I have a HBase MapReduce Bulkload application which include a customized MyMapper Class, and it has a static field parser which is used during the application running, When I config the job, I use config method to init the static field parser.

But when the job is running, the annotated line throws a null pointer exception, seems like after the job being submitted to Yarn, the static field parser becomes null.

This is the Mapper code, the version of hadoop is 2.7.7.

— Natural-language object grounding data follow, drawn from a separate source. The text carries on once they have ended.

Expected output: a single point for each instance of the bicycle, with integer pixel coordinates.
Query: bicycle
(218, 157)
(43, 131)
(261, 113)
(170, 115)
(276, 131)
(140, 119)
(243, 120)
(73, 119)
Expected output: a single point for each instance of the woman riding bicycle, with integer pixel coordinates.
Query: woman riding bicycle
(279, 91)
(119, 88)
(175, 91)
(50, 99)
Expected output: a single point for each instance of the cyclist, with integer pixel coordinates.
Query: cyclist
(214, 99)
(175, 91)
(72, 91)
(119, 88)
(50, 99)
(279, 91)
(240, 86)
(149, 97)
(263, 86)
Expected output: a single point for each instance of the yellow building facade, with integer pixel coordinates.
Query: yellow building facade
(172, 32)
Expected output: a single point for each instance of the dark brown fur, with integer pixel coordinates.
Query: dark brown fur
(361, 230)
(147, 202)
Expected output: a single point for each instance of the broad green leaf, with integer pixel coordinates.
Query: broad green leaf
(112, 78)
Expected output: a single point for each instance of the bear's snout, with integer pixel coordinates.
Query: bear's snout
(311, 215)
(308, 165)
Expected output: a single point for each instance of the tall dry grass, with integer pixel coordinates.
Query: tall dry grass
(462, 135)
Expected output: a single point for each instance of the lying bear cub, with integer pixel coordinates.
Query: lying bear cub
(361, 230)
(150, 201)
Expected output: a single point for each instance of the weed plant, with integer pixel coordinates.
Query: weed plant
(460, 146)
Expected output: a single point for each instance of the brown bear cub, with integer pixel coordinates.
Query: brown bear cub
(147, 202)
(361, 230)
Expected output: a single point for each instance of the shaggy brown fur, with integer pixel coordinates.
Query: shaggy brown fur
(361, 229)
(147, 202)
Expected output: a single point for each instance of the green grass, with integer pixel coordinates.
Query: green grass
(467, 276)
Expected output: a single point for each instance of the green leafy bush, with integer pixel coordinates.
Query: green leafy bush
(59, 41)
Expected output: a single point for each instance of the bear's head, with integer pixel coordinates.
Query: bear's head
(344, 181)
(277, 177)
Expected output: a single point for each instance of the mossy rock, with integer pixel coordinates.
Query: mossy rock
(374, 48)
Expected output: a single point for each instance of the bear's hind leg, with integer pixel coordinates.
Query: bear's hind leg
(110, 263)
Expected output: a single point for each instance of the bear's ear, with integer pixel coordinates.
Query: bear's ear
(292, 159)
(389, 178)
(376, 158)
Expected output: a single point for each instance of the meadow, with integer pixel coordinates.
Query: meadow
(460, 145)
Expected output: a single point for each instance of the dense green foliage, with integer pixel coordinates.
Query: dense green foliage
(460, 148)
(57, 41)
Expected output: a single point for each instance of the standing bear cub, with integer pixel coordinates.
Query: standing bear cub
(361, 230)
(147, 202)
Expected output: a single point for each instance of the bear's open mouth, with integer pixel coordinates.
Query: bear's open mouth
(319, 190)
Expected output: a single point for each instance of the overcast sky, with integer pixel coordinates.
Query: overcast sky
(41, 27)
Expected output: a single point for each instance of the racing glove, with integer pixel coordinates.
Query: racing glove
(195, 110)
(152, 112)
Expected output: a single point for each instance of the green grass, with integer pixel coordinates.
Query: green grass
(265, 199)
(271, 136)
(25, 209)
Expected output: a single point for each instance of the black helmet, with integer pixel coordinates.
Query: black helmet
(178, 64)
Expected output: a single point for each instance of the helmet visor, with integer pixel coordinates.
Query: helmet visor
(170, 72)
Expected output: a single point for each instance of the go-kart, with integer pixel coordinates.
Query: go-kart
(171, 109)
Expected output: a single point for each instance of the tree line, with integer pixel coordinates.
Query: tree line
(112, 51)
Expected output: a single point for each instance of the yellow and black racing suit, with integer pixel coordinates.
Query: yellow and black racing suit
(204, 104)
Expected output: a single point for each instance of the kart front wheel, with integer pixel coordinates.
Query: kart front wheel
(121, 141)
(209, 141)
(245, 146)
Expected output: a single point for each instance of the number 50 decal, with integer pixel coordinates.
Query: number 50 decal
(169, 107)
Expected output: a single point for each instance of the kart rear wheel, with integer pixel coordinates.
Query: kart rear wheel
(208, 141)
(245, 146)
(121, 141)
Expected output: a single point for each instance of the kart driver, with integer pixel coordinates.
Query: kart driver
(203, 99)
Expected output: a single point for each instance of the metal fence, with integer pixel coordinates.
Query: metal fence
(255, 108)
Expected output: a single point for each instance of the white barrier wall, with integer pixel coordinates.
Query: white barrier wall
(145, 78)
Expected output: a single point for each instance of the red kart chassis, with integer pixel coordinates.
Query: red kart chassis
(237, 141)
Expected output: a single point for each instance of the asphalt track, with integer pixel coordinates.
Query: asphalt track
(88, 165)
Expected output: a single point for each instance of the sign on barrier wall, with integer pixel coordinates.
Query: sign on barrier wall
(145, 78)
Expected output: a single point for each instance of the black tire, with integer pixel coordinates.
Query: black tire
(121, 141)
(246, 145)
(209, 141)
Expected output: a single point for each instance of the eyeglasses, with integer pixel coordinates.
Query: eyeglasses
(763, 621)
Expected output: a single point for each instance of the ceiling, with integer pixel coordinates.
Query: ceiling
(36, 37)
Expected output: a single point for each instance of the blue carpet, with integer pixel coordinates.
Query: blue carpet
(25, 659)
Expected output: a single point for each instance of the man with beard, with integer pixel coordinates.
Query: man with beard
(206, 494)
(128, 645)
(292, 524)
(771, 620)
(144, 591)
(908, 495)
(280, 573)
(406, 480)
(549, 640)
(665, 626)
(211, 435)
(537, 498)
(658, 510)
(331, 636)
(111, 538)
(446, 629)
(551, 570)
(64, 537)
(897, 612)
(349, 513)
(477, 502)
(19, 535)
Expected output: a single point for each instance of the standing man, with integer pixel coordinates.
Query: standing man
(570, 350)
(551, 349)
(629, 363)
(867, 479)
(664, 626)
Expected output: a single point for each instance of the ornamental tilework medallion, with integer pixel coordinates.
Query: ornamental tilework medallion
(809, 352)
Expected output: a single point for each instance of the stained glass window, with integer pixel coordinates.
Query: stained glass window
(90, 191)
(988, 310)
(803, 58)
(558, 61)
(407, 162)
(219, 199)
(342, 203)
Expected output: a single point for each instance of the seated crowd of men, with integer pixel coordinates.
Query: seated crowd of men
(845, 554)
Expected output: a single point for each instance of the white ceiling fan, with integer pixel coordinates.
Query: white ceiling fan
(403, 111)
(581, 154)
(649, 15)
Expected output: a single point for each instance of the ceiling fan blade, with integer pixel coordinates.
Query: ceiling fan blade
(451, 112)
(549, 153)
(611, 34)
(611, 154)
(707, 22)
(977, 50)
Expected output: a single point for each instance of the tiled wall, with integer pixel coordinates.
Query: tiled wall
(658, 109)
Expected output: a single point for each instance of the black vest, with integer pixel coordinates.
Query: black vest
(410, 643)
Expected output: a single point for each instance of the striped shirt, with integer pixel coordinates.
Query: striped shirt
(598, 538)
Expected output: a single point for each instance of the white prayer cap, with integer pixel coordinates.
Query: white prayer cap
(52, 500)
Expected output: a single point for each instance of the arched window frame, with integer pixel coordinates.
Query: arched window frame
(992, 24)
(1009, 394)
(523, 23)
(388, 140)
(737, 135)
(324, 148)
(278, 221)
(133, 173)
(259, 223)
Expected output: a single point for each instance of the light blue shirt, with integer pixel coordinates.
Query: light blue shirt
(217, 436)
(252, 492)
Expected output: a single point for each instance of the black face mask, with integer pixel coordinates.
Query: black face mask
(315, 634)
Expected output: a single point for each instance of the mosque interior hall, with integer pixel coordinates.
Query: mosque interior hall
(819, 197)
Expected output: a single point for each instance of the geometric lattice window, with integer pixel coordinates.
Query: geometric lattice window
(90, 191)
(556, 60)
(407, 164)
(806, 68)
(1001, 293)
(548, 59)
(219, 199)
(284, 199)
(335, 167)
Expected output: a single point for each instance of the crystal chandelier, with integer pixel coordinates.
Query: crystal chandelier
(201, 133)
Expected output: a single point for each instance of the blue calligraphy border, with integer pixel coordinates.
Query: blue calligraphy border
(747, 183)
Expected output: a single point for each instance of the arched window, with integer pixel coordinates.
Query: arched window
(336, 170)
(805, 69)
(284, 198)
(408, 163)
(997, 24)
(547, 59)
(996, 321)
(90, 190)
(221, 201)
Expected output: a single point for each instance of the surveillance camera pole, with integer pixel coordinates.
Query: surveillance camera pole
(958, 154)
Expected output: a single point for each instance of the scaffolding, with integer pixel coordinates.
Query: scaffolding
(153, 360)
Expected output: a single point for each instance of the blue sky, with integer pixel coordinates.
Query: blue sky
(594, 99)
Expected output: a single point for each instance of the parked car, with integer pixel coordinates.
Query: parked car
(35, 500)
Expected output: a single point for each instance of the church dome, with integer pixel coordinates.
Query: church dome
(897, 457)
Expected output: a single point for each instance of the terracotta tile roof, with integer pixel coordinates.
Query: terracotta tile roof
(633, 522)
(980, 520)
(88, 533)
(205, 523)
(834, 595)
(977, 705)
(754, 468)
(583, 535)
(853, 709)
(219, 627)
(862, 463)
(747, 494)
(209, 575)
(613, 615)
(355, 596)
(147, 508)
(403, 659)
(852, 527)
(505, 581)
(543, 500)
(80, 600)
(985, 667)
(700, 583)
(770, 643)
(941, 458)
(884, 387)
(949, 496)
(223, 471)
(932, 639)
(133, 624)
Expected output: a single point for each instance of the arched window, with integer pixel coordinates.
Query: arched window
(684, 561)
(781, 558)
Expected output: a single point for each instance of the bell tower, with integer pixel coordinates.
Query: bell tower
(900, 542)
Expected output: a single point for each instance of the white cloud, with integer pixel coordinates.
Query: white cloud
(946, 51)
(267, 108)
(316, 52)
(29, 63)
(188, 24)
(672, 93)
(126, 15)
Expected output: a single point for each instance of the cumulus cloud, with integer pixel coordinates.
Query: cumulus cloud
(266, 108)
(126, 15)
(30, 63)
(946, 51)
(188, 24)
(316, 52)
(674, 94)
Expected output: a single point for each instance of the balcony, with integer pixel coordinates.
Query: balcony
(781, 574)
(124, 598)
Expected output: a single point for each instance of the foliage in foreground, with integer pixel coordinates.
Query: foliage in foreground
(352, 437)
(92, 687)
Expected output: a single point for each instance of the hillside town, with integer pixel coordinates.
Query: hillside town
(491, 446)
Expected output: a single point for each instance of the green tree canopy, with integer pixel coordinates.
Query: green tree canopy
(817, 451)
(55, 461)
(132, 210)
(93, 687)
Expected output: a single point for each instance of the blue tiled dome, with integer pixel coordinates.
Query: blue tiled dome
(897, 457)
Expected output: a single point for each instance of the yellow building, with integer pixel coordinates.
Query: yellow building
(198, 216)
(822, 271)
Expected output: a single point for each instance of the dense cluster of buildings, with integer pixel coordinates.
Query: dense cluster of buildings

public class MyMapper extends Mapper<LongWritable, Text, ImmutableBytesWritable, Put> {

  private static StringParser parser;

  public static void config(StringParser parser) {
    MyMapper.parser = parser;
  }

  @Override
  protected void map(LongWritable key, Text value, Context context)
      throws IOException, InterruptedException {
    String lineValue = value.toString();
    String output;
    try {
      // null pointer exception this line.
      output = parser.parse(lineValue); 
      context.write(new ImmutableBytesWritable(..., ...);
    } catch (ParseException e) {
      e.printStackTrace();
    }
  }
}

Here is the code about the job submition:

 
    Job job = Job.getInstance(conf, "Batch Import HBase Table:" + tableName);
    job.setJarByClass(TextBulkLoadDriver.class);
    FileInputFormat.setInputPaths(job, inPath);

    // Config Mapper related content, here I set the static field in MyMapper class.
    MyMapper.config(parser); 
    Class<MyMapper> cls = MyMapper.class;
    job.setMapperClass(cls);
    job.setMapOutputKeyClass(ImmutableBytesWritable.class);
    job.setMapOutputValueClass(Put.class);

    job.setNumReduceTasks(1);
    job.setReducerClass(PutSortReducer.class);

    RegionLocator locator = instance.getConnection().getRegionLocator(TableName.valueOf(tableName));
    try (Admin admin = instance.getAdmin(); Table table = instance.getTable(tableName)) {
      HFileOutputFormat2.configureIncrementalLoad(job, table, locator);
      HFileOutputFormat2.setOutputPath(job, outPath);
      // run the job
      job.waitForCompletion(true);
      logger.info("HFileOutputFormat2 file ready on {}", outPath);
      LoadIncrementalHFiles loader = new LoadIncrementalHFiles(conf);
      loader.doBulkLoad(outPath, admin, table, locator);
    } catch (Exception e) {
      throw new RuntimeException(e);
    }

TIA for all suggestions!


Solution

  • Static variables are not sent to the distributed data processing in MapReduce. These variables are stored in memory only where the jobTracker is running and not in the executing nodes.

    Yarn distributes the tasks to the nodes by serializing the task and sending that to the processing nodes. The static method config will not be going to get evaluated at every node, thus making the parser object null.

    If you want to initialize the static variables, you might need to serialize the object and send it to each mapper.